Differential equations

Differential equations describe many natural phenomena. Newton's law of motion

\[F = \frac{\partial}{\partial t}mv\]

is a simple but important example of an ordinary differential equation. Besides applications in physics and engineering, differential equations appear in almost any (smoothly) evolving system. Examples include economics (Black-Scholes formula) or biology (population growth). There are whole fields dedicated to solving a single equation, such as the wave or heat equations. The basic distinction is:

Ordinary differential equations (ODEs) depend only on time.
Partial differential equations (PDEs) depend on space and may depend on time.
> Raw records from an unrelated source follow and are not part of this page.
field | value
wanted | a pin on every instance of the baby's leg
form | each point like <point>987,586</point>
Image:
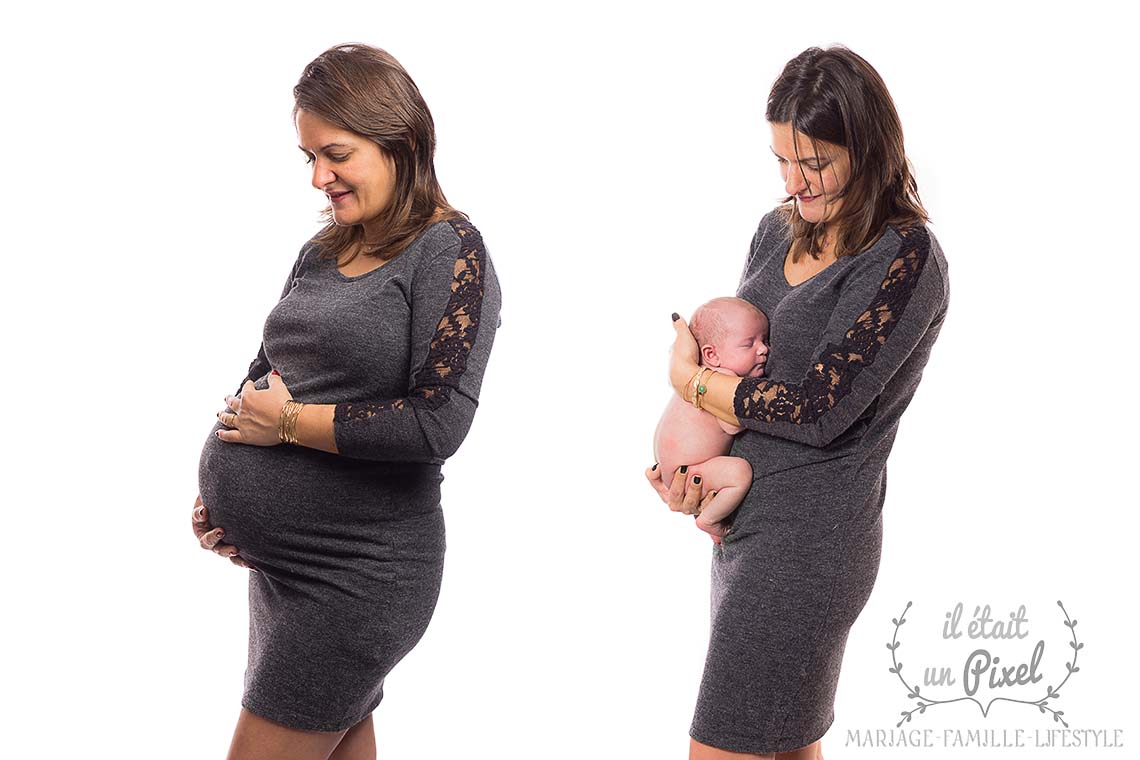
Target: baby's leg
<point>730,477</point>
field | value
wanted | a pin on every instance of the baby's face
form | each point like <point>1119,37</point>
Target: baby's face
<point>744,349</point>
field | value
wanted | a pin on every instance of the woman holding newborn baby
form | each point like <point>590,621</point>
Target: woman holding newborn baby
<point>324,468</point>
<point>855,288</point>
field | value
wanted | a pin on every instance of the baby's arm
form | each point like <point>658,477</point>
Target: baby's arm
<point>731,430</point>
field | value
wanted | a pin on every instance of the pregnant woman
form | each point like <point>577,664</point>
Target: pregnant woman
<point>324,471</point>
<point>856,291</point>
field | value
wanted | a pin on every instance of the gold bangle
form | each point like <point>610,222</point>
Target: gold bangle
<point>701,387</point>
<point>286,424</point>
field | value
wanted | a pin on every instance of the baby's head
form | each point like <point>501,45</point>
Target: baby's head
<point>733,335</point>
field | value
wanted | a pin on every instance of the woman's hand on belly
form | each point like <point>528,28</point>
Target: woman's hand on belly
<point>683,495</point>
<point>210,538</point>
<point>252,417</point>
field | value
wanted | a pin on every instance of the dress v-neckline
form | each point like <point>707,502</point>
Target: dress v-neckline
<point>783,270</point>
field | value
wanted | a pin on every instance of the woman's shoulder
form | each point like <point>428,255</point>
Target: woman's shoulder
<point>903,254</point>
<point>449,236</point>
<point>913,243</point>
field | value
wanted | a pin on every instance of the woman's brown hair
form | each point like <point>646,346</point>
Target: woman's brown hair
<point>365,90</point>
<point>837,97</point>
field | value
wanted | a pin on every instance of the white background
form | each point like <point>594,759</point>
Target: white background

The spatial variable is usually 1D, 2D or 3D.

There are many extensions; let us name systems of differential equations, stochastic differential equations or differential algebraic equations (system of differential and non-differential equations).
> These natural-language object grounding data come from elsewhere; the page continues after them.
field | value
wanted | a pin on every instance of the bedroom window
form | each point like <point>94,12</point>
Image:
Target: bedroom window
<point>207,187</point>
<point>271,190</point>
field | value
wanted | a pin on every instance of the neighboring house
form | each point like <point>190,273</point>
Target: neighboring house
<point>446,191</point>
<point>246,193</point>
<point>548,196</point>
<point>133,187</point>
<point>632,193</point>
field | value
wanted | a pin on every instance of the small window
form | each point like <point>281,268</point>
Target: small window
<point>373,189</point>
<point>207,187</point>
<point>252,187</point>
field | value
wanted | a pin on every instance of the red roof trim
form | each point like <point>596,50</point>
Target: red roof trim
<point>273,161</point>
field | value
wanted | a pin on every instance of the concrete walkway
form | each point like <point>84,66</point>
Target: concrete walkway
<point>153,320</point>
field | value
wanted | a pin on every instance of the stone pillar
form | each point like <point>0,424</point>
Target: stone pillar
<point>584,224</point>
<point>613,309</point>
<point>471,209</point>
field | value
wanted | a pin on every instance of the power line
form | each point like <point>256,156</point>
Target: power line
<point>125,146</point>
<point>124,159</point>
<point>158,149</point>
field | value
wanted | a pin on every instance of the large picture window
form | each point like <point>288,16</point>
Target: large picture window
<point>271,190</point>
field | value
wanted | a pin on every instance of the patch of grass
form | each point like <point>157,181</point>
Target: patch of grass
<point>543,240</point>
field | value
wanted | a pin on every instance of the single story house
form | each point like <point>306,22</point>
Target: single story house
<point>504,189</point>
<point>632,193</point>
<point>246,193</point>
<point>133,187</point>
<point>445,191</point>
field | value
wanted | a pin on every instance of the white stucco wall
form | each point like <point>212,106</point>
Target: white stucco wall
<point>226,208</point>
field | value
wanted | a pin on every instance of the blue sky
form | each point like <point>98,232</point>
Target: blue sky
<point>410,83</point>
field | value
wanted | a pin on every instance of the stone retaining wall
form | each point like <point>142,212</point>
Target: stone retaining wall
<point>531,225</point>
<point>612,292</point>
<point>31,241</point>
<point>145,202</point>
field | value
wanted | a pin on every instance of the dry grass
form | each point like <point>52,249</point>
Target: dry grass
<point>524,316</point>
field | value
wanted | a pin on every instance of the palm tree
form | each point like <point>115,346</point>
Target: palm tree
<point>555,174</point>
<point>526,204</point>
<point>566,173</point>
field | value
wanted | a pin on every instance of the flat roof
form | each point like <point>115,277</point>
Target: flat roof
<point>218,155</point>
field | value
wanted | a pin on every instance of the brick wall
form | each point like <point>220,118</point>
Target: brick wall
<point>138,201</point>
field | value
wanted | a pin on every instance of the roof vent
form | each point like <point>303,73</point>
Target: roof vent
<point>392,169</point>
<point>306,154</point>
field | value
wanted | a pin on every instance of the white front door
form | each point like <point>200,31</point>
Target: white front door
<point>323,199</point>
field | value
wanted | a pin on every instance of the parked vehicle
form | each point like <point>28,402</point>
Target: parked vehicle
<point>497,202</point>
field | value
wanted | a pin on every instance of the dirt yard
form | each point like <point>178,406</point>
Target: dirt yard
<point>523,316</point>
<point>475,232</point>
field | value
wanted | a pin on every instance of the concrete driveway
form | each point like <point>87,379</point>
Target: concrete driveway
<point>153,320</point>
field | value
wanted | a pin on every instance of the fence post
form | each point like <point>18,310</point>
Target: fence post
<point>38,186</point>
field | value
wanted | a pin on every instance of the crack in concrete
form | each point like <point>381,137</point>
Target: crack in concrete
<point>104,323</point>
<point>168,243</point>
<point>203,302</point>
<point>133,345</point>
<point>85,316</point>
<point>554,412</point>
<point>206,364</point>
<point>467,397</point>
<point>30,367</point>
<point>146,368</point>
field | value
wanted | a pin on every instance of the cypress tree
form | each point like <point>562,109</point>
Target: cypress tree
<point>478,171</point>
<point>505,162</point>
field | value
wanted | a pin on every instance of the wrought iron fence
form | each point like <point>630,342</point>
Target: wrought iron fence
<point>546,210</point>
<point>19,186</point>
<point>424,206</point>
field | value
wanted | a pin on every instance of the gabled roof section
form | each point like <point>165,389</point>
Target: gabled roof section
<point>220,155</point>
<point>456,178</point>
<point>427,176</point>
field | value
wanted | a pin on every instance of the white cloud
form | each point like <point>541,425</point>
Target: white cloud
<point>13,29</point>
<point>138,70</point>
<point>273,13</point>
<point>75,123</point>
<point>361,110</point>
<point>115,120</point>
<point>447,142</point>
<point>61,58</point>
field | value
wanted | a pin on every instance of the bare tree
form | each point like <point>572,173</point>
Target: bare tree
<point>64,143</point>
Ordinary differential equations

Ordinary differential equations take the form

\[\dot y(t) = f(t, y(t))\]

on some interval $t\in [0,T]$. To obtain a correct definition, the initial value $y(0)=y_0$ needs to be provided. A solution is a (sufficiently smooth) function $y(t)$ such that the above formula is satisfied (almost) everywhere on $[0,T]$. Mild conditions ensure its existence and uniqueness.

Picard–Lindelöf theorem

Suppose $f$ is uniformly Lipschitz continuous in $y$ (the Lipschitz constant is independent of $t$) and continuous in $t$. Then for some value $\varepsilon > 0$, there exists a unique solution $y(t)$ to the initial value problem on the interval $[t_0-\varepsilon, t_0+\varepsilon]$.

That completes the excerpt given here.